On Arch Linux, the following package can be installed:

sudo pacman -S nvidia-prime

After installing this, one can run any Xorg program with prime-run to run it under the NVIDIA GPU.

EnvyControl

There are multiple simple and easy-to-use scripts one can install to make managing NVIDIA Optimus a breeze.

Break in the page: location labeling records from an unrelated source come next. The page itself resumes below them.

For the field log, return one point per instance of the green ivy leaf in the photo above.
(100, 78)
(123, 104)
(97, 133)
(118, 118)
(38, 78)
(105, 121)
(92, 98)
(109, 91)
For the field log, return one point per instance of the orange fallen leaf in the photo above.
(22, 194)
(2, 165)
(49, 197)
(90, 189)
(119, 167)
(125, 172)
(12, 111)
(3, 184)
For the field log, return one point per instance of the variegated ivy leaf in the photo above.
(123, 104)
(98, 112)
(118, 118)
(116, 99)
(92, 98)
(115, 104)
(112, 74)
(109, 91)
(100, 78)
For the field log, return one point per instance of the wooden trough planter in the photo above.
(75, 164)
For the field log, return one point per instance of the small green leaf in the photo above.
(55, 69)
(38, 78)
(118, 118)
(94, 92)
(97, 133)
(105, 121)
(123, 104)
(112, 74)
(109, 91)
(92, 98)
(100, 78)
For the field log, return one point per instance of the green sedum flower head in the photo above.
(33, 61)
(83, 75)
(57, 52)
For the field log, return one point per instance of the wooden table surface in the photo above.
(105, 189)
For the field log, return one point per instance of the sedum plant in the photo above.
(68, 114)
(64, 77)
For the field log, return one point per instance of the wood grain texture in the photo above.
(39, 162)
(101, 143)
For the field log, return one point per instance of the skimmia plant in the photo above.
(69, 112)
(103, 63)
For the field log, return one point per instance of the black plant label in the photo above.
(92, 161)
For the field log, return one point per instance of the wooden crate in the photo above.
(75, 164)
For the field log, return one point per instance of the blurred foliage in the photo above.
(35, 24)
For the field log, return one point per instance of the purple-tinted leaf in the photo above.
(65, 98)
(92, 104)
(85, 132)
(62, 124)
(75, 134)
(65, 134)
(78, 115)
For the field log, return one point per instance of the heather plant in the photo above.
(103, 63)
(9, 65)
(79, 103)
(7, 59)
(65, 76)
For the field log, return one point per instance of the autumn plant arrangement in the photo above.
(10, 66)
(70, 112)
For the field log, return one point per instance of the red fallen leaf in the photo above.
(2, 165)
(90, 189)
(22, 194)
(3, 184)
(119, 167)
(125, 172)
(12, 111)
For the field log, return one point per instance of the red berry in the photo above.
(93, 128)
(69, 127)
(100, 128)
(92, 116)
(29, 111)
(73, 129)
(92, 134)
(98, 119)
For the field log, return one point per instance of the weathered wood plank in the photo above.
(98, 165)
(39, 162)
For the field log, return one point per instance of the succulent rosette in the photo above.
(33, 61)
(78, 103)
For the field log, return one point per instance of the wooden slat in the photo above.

One such example is Envycontrol, a minimal python script which can automatically switch the GPU modes and disable/blacklist the NVIDIA GPU to save power, all on demand.

Installation

EnvyControl can be installed from source:

git clone https://github.com/geminis3/envycontrol.git
cd envycontrol
sudo pip install .

Alternatively, EnvyControl is available in the AUR:

paru -S envycontrol

Usage

EnvyControl automatically supports and can configure the following login managers:

If using Xinit, one can always add these lines to your ~/.xinitrc whenever NVIDIA is in use:

xrandr --setprovideroutputsource modesetting NVIDIA-0
xrandr --auto
xrandr --dpi 96

To actually switch between graphics modes, simply run EnvyControl as such:

sudo envycontrol --switch nvidia

After this, you will be prompted to reboot, and your system will be running under your specified GPU.

Please note: Disabling the NVIDIA GPU using envycontrol --switch integrated will cause the script to be unable to switch back to NVIDIA unless the system is switched back to hybrid mode.